Monday, April 17, 2017
The above is my Grandfather's, John Monroe Bean, Sr.'s, obituary. He passed away on Saturday, April 10, 1954 at 9 p.m. I won't try to transcribe it, as I believe the scan is clear enough to read on its own.
My Grandfather was 87 years of age when he passed.
Born on December 15, 1866 in Ohio (this lists him born near Portsmouth, and I've seen it listed as Cincinnati), he was the youngest son , and the 6th born of 8 children to William M. Bean, Jr., and Margaret Smith Perkins Bean.
His Mother, along with two of her brothers, crossed Union lines in an oxen pulled covered wagon with 3 small children, to meet up with her husband, who was a spy for the northern army. She had two brothers who escorted her and the children on the dangerous journey.
After the war, the family stayed on in Ohio for a short while, and this was when my grandfather was born. When he was but a few weeks old, the family was once again pulled by oxen in their wagon, and made the journey back to the hills of West Virginia. It was the dead of winter. And it was a particularly cold winter. My Grandfather, whom I have been told wasn't of tall stature, as all of his sons were, stated that because he was a newborn, and they travelled through the cold, "the cold weather stunted" his growth. It was so cold, that my Great-Grandmother Margaret, placed the baby inside of the bust of her dress so that he would stay warm from her body heat.

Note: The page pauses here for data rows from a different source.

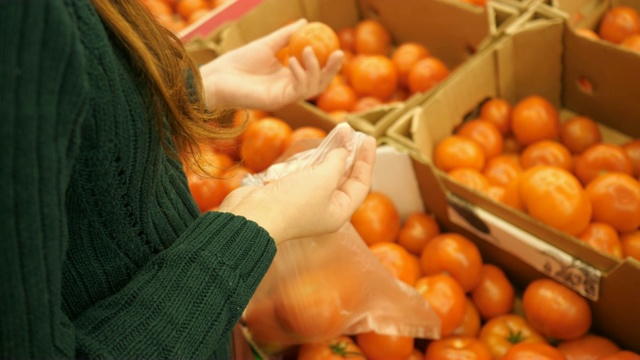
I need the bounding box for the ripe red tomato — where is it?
[452,297,482,337]
[502,342,566,360]
[355,332,414,360]
[470,264,515,320]
[425,336,492,360]
[415,274,467,337]
[574,143,634,186]
[419,233,483,292]
[600,351,640,360]
[297,335,366,360]
[585,172,640,233]
[478,314,547,359]
[273,269,357,342]
[351,192,401,246]
[522,278,592,341]
[397,211,441,256]
[557,334,621,360]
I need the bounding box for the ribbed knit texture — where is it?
[0,1,276,359]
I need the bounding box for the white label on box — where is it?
[446,195,602,301]
[371,146,425,222]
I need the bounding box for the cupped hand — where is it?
[200,19,344,111]
[217,133,376,244]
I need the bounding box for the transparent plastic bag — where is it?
[240,123,441,355]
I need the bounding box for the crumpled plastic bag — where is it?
[240,123,441,355]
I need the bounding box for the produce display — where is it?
[434,95,640,262]
[144,1,640,357]
[140,0,230,34]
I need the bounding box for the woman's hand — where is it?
[218,131,376,245]
[200,19,344,111]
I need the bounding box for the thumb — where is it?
[254,18,308,51]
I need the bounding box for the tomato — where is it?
[273,269,357,342]
[577,222,623,258]
[289,22,340,68]
[574,143,634,186]
[354,19,392,56]
[419,233,483,292]
[456,119,505,159]
[478,314,547,359]
[519,140,574,172]
[240,117,293,172]
[355,332,414,360]
[297,335,366,360]
[621,230,640,261]
[434,135,486,172]
[187,176,232,212]
[597,6,640,44]
[425,336,492,360]
[622,139,640,177]
[415,274,467,337]
[556,334,621,360]
[397,211,441,256]
[316,83,358,113]
[471,264,515,320]
[600,351,640,360]
[511,95,560,146]
[447,168,492,194]
[407,348,425,360]
[502,342,566,360]
[351,192,401,246]
[349,55,398,100]
[369,242,420,285]
[559,116,602,155]
[391,42,430,88]
[479,97,512,135]
[518,166,592,236]
[452,297,482,337]
[407,57,450,95]
[244,296,296,355]
[483,154,523,187]
[522,278,592,341]
[337,27,355,52]
[585,172,640,233]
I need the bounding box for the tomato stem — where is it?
[330,341,364,358]
[507,329,525,344]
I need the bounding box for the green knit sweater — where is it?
[0,1,276,359]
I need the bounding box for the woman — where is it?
[0,1,376,358]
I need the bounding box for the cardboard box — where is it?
[208,0,521,138]
[179,0,260,43]
[386,3,640,351]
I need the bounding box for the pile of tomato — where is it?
[285,189,638,360]
[433,95,640,262]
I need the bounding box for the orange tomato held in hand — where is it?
[289,22,340,68]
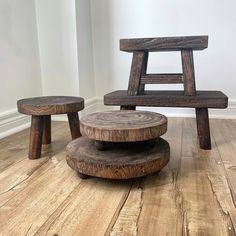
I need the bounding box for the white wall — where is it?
[35,0,79,96]
[0,0,42,112]
[0,0,42,137]
[75,0,95,100]
[90,0,236,116]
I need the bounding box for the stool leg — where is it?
[195,108,211,150]
[67,112,81,139]
[120,105,136,110]
[42,115,51,144]
[29,116,43,159]
[77,172,89,179]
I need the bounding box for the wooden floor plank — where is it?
[0,159,81,235]
[35,179,131,236]
[177,118,233,235]
[0,122,71,207]
[0,122,69,173]
[0,119,235,236]
[211,119,236,232]
[109,118,184,235]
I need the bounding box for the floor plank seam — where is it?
[179,119,190,236]
[134,178,144,236]
[207,175,236,234]
[33,180,85,235]
[106,181,134,236]
[211,133,236,208]
[0,157,62,209]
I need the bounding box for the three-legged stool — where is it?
[17,96,84,159]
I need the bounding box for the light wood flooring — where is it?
[0,118,236,236]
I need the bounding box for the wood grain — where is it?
[196,107,211,149]
[141,73,183,84]
[0,119,236,235]
[17,96,84,115]
[104,90,228,108]
[181,49,196,95]
[128,51,147,95]
[66,137,170,179]
[67,112,81,139]
[80,111,167,142]
[42,115,51,144]
[120,35,208,52]
[29,115,43,159]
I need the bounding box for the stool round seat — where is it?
[17,96,84,115]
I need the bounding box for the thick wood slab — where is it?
[66,137,170,179]
[120,36,208,52]
[17,96,84,115]
[80,110,167,142]
[104,90,228,108]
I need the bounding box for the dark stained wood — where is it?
[42,115,51,144]
[139,51,149,93]
[128,52,147,95]
[104,90,228,108]
[17,96,84,159]
[141,74,183,84]
[196,108,211,149]
[120,105,136,110]
[80,111,167,142]
[181,50,196,95]
[66,137,170,179]
[120,36,208,52]
[105,35,228,150]
[67,112,81,140]
[17,96,84,115]
[94,141,110,150]
[77,172,89,179]
[29,116,43,159]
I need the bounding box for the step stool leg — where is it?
[120,105,136,110]
[77,172,89,179]
[67,112,81,140]
[29,115,43,159]
[195,108,211,150]
[42,115,51,144]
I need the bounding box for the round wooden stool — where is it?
[17,96,84,159]
[66,110,170,179]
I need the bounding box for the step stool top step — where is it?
[80,110,167,142]
[120,35,208,52]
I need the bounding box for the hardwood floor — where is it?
[0,119,236,236]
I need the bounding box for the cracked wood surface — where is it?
[0,119,235,236]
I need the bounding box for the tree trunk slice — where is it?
[80,111,167,142]
[66,137,170,179]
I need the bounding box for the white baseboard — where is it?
[1,98,235,139]
[0,109,30,139]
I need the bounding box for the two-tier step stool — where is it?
[104,36,228,150]
[66,110,170,179]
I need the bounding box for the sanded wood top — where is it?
[120,35,208,52]
[80,110,167,142]
[17,96,84,115]
[66,137,170,179]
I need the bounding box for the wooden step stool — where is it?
[104,36,228,150]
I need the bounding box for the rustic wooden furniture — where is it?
[66,110,170,179]
[17,96,84,159]
[104,36,228,150]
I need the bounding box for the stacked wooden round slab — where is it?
[66,110,170,179]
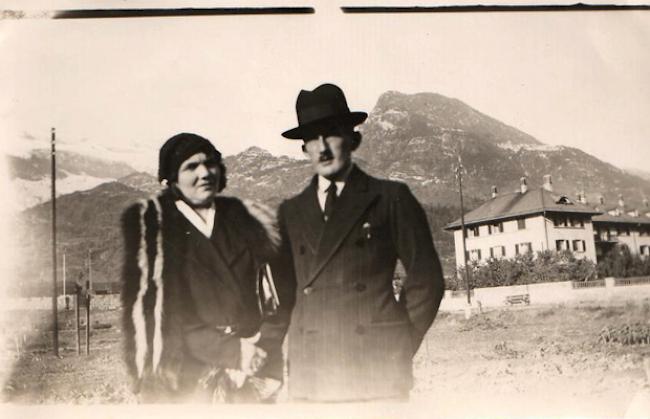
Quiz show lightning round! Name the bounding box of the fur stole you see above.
[120,192,280,396]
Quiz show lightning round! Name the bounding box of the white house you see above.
[444,175,600,268]
[592,196,650,259]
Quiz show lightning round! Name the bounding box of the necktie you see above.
[323,181,337,222]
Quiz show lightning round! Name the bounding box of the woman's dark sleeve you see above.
[257,201,297,380]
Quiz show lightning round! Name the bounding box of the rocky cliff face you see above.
[356,91,650,208]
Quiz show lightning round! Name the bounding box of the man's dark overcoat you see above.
[275,165,445,401]
[121,190,284,400]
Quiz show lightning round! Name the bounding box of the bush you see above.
[449,250,597,290]
[596,244,650,278]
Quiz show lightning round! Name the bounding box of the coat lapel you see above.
[306,166,379,286]
[167,196,244,298]
[292,177,324,254]
[210,199,247,266]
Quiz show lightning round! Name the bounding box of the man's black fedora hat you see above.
[281,83,368,139]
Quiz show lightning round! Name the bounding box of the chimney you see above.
[491,185,498,198]
[618,194,625,209]
[520,177,528,194]
[577,190,587,205]
[599,195,605,206]
[542,174,553,192]
[644,198,649,209]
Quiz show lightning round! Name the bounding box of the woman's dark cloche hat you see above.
[281,83,368,140]
[158,132,221,183]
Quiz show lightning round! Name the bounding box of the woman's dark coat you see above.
[121,190,283,399]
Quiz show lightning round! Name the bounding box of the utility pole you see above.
[86,249,92,355]
[88,248,93,292]
[50,127,59,356]
[454,152,472,306]
[63,248,69,311]
[62,249,66,296]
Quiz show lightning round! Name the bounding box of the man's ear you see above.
[350,131,362,151]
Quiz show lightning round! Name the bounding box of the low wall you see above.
[6,277,650,313]
[4,294,121,312]
[440,277,650,311]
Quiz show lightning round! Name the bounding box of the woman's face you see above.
[174,152,221,206]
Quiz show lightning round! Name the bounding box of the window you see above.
[516,242,532,255]
[640,245,650,257]
[569,218,585,228]
[553,217,570,227]
[488,222,503,234]
[472,226,480,237]
[556,240,569,251]
[517,218,526,230]
[621,227,631,236]
[572,240,586,252]
[469,249,482,261]
[490,246,506,259]
[600,228,611,241]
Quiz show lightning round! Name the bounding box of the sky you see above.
[1,1,649,173]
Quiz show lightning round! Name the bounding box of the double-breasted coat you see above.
[274,165,445,401]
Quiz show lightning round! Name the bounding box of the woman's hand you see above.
[239,332,267,376]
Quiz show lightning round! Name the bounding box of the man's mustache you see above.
[318,150,334,162]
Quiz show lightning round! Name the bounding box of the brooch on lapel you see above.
[362,222,372,240]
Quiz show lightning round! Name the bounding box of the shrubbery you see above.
[596,244,650,278]
[449,246,650,290]
[448,250,597,290]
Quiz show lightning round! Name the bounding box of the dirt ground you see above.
[2,299,649,417]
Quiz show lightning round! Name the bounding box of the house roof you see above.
[592,213,650,225]
[444,187,602,230]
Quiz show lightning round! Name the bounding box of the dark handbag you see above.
[257,264,280,317]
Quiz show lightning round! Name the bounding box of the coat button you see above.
[303,286,313,295]
[355,325,366,335]
[355,283,366,292]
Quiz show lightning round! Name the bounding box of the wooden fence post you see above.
[85,280,90,355]
[75,283,81,355]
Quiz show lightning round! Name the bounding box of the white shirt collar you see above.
[317,163,354,195]
[316,164,353,211]
[175,200,216,238]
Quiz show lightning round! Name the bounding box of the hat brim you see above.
[281,112,368,140]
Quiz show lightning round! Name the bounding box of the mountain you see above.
[357,91,650,209]
[118,172,163,195]
[11,90,650,294]
[8,149,136,181]
[7,149,138,210]
[626,167,650,183]
[12,182,147,296]
[222,147,313,207]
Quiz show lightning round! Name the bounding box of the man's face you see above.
[174,152,221,206]
[302,125,354,180]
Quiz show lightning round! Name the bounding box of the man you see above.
[275,83,445,402]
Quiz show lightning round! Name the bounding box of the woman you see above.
[121,133,284,402]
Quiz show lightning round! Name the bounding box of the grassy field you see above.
[2,299,650,417]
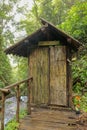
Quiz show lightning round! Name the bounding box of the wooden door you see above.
[50,46,67,106]
[29,47,49,105]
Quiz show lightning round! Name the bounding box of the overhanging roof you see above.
[5,18,82,57]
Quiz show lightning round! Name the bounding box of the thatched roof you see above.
[5,18,82,57]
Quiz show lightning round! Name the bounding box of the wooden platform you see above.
[19,108,78,130]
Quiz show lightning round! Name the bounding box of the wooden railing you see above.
[0,77,33,130]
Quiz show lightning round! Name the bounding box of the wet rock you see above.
[20,96,27,102]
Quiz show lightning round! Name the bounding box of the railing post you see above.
[27,80,31,115]
[0,77,32,130]
[16,85,20,123]
[1,92,5,130]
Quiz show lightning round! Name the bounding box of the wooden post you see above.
[48,47,50,105]
[16,85,20,123]
[66,47,74,108]
[1,93,5,130]
[27,80,31,115]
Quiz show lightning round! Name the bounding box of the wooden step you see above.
[48,105,73,111]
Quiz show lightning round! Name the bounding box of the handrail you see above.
[5,77,33,89]
[0,77,33,130]
[0,88,10,94]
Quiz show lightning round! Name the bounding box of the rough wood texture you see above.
[5,77,33,89]
[28,44,72,107]
[1,93,5,130]
[0,88,10,94]
[29,48,49,105]
[19,108,77,130]
[5,18,82,57]
[0,77,33,130]
[66,47,73,108]
[38,41,60,46]
[50,46,67,106]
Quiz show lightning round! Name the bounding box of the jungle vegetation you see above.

Grandfather was first married to Blanche Uremia CROSIER (1875-1902) on 25 June 1895. Blanche and Grandfather had three children. When the youngest was born, Blanche contracted tuberculosis. Her daughter told the story that her mother was given creosote to treat the ailment. She died soon after, leaving Grandfather with a 6 year old, a 3 year old, and a 4-month old baby.
As my Aunt Rita told it, the baby was given to his brother's family for a while, until she was large enough that Grandfather could take care of her. Aunt Rita stated in her memoir that they "batched it for a time". She stated a neighbor lady came in to braid her hair once a week.
Then in March of 1907, Grandfather left the children for a few days. When he came back home, he was married to Miss Ada L. Burdette, of the Greenbrier Burdette family. (It is said they apologized to the children for having been so long in coming home, as Miss Ada was waiting for her false teeth to be made.) Grandfather and Ada had 9 children between 1908 and 1929. Again Grandfather was left with a newborn when Ada passed away from eclampsia just 5 days after giving birth. So the baby boy was sent to live with one of Ada's sisters. He came home to visit, but he stayed with his aunt until he was grown.
On December 1, 1935, Grandfather married Mary Elizabeth Faudree, my Grandmother. Grandfather by now was getting on in years (he was 69 when he married my Grandfather), and my Grandmother was not so young either, she was 38. They had 3 sons. My Dad came along in 1937, another son in 1939, and the last child in 1943. The last child died in 1946 from a burst appendix.
The final count was 15 children born to my Grandfather.
All in all, Grandfather buried two wives, and four children before he passed.
Grandfather suffered a stroke, and was unable to do much when he passed away in 1954.
During his lifetime, my Grandfather was a Deputy U.S. Marshall, to his father, who was a U.S. Marshall. This was before he ever married. They would travel by horseback from Waiteville, Monroe County, West Virginia, over into Pearisburg, Giles County, Virginia. There they would pick up a train load of convicts. They would march them from Pearisburg all the way to Ronceverte, Greenbrier County, West Virginia. That is roughly 50 miles. This took several days. In Ronceverte, they would all board a train headed to Charleston, WV, where the convicts were loaded onboard a boat and shipped to a federal prison elsewhere. At that point, my Great-Grandfather, and my Grandfather, would head back home.
Grandfather was also a store owner on several occasions. He was a merchant several times. But it seemed he had "itchy feet" as the old folks would say. (Meaning he liked to move around a lot.)
And he was a farmer. He raised beef, bred them, and them sold the calves in the fall for veal.
His final home was in Waiteville. He had purchased a home that was covered in board siding, but beneath was a log structure. The house had two rooms down and two rooms up. There was a small addition off one of the rooms downstairs. Here they put a wood burning cook stove. Later a refrigerator was added, along with a work table, and a couple of cabinets.
Grandfather was laid to rest at Mt. Zion Union Church Cemtery, in Waiteville. My Grandmother was buried beside him.